In the case of global population growth, 1968’s 2.08% growth rate coincidentally represented a peak from which the world has been declining ever since.
China’s Overreaction Was Understandable
The whole world was alarmed by the predictions of impending global famine.
The ideas suggested in the book The Population Bomb included raising taxes on childbearing and childcare goods, offering incentives for sterilization, supporting the prenatal determination of the child’s sex, ensuring easy access to abortion (for example of undesired girls), and establishing a Department of Population to “take whatever steps are necessary” to maintain the desired population size.
Luckily for the West, these ideas were never implemented.
China took the concern entirely more seriously, however. They had in recent memory the Great Famine of 1959–1961, in which tens of millions of people starved.

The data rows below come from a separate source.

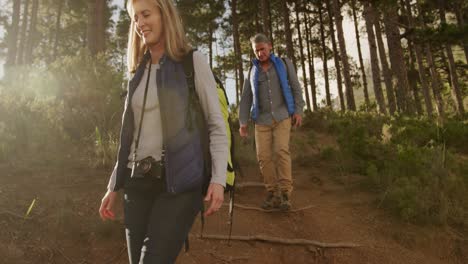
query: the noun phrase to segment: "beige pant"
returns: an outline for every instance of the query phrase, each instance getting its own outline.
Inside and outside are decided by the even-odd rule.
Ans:
[[[269,192],[292,192],[290,132],[290,118],[273,121],[272,125],[255,125],[257,159]]]

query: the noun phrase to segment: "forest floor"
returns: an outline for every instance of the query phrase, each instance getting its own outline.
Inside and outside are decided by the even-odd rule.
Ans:
[[[317,139],[321,146],[333,144],[325,135]],[[200,238],[198,217],[190,250],[181,252],[177,263],[467,263],[466,235],[397,220],[380,208],[374,194],[363,190],[360,176],[337,173],[318,152],[316,156],[302,165],[293,163],[293,209],[306,209],[285,213],[235,208],[232,234],[352,247],[237,240],[229,245]],[[71,156],[52,164],[0,165],[0,263],[128,263],[121,206],[116,221],[102,222],[98,216],[109,171],[89,169]],[[238,182],[261,182],[257,167],[244,164]],[[264,196],[262,187],[244,187],[237,190],[236,203],[258,207]],[[205,235],[227,235],[227,207],[206,222]]]

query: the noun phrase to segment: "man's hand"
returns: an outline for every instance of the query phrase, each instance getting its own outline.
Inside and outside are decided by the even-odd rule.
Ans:
[[[292,119],[294,127],[300,127],[302,125],[302,116],[300,114],[294,114]]]
[[[114,202],[117,197],[117,192],[107,191],[101,201],[101,207],[99,208],[99,215],[102,220],[115,219],[114,214]]]
[[[241,137],[245,138],[248,136],[249,132],[247,130],[247,125],[241,125],[239,128],[239,134]]]
[[[210,183],[205,197],[206,202],[210,202],[208,210],[205,211],[205,216],[210,216],[217,212],[224,201],[224,187],[218,183]]]

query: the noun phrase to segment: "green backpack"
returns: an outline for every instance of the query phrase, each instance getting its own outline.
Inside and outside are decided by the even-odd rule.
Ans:
[[[203,143],[203,149],[204,149],[204,173],[205,173],[205,183],[203,187],[203,194],[206,194],[206,190],[208,188],[208,185],[211,181],[211,154],[209,152],[209,140],[208,140],[208,131],[206,129],[206,122],[205,118],[203,115],[203,111],[200,106],[200,102],[198,99],[198,95],[195,90],[195,71],[194,71],[194,66],[193,66],[193,52],[195,50],[190,51],[187,53],[182,61],[182,64],[184,66],[184,72],[185,72],[185,77],[187,79],[187,85],[189,89],[189,102],[188,105],[189,107],[187,108],[187,114],[189,114],[189,111],[197,111],[199,114],[197,115],[197,122],[202,126],[203,132],[202,132],[202,143]],[[214,75],[214,74],[213,74]],[[233,222],[233,216],[234,216],[234,191],[235,191],[235,170],[239,169],[238,163],[235,161],[235,156],[234,156],[234,134],[232,133],[232,122],[229,117],[229,100],[226,95],[226,90],[224,89],[223,83],[219,78],[214,75],[214,78],[216,80],[217,84],[217,92],[218,92],[218,99],[221,107],[221,113],[223,114],[223,119],[224,123],[226,124],[226,134],[228,137],[228,142],[229,142],[229,157],[228,157],[228,164],[226,165],[226,188],[225,192],[229,192],[229,238],[231,237],[232,233],[232,222]],[[187,120],[190,120],[188,118]],[[190,127],[193,126],[192,123],[187,124],[187,126]],[[206,133],[205,133],[206,132]],[[203,229],[204,229],[204,217],[203,217],[203,211],[201,213],[201,224],[202,224],[202,230],[201,234],[203,236]],[[188,243],[186,242],[186,250],[188,250]]]

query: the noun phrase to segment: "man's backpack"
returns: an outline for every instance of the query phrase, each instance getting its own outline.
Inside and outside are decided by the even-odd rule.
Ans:
[[[198,119],[197,123],[201,125],[202,127],[202,143],[203,143],[203,149],[204,149],[204,173],[205,173],[205,182],[203,186],[203,193],[206,194],[208,185],[211,181],[211,154],[209,152],[210,146],[209,146],[209,140],[208,140],[208,130],[206,128],[206,121],[203,115],[203,111],[200,106],[200,102],[198,99],[197,92],[195,90],[195,71],[194,71],[194,65],[193,65],[193,52],[195,50],[190,51],[187,53],[182,61],[182,64],[184,66],[184,72],[185,76],[187,79],[187,85],[189,89],[189,102],[188,102],[188,108],[187,111],[197,111],[198,112]],[[214,75],[214,74],[213,74]],[[226,95],[226,90],[224,89],[223,83],[219,80],[219,78],[214,75],[216,84],[217,84],[217,92],[218,92],[218,99],[221,107],[221,113],[223,115],[224,123],[226,124],[226,134],[228,137],[228,142],[229,142],[229,157],[228,157],[228,164],[226,165],[226,188],[225,192],[229,192],[229,237],[231,236],[232,232],[232,220],[233,220],[233,215],[234,215],[234,191],[235,191],[235,170],[234,168],[237,168],[238,165],[234,161],[234,134],[232,133],[232,122],[229,117],[229,100]],[[189,114],[189,113],[187,113]],[[190,127],[193,124],[188,124]],[[203,210],[201,213],[201,224],[202,224],[202,230],[201,233],[203,235],[203,228],[204,228],[204,217],[203,217]],[[186,244],[186,249],[187,249]]]

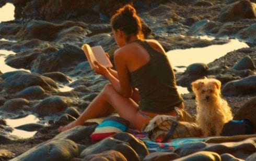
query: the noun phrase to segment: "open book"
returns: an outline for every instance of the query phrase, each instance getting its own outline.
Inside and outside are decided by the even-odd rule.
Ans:
[[[106,55],[105,51],[104,51],[101,46],[95,46],[91,47],[87,44],[85,44],[83,45],[82,48],[85,52],[92,69],[96,67],[96,65],[94,63],[95,60],[106,68],[113,66],[109,58]]]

That the Great China Famine was largely self-caused did not dissuade policymakers from thinking they should act once more to prevent future famines due to overpopulation.
China began implementing various family planning policies in 1970, including raising the age of marriage and calling for fewer and more broadly spaced births. Between 1980 and 2015, China restricted families to a single child, the so-called one-child policy.
This all had the desired effect of slowing the growth of China’s population. All good, right? Perhaps not.
What Are Some Consequences of an Aging Population Together With Slow Growth?
Simply put, more people living longer in retirement supported by fewer people working is a dangerous combination.
It puts financial stress on countries because the revenue from working citizens is insufficient to provide comfortable retirements for the elderly.
Wealthy countries can devote more of their resources to solving this problem, both by committing to spend more on retirees, but also by increasing wages to the point that they attract people to enter the workforce, including via immigration.
In contrast, developing countries that experience this demographic squeeze before they have sufficient resources to manage it can expect economic pain and civic unrest. That’s exactly the unfortunate situation facing China today.
Where as recently as a few years ago economists predicted the inevitable growth of China’s economy to become the world’s largest, now the chances are good that China will never reach this milestone.
Be Careful What You Wish For
There are lessons here for the astute observer. I mentioned several above regarding the dangers of making long-term predictions.
Another set of lessons relates to thinking carefully about the unintended consequences of our actions. Policies intended to achieve one outcome may or may not succeed, but they will create unintended consequences along the way.
With some careful consideration, these unintended consequences are foreseeable. Thus, in any debate about new policies, be they social, environmental, or economic, we should discuss not only the desired outcome but also any unwanted though predictable consequences of the new policy.
We should also frequently revisit policies after we start to implement them. We should assume that our first attempt will be imperfect, and be prepared to adjust and adapt quickly. In this way, we remain alert to changing conditions and can change course as needed.
The two things we should never do are assume that our long-term predictions will be correct or consider that the first solutions proposed are sufficient.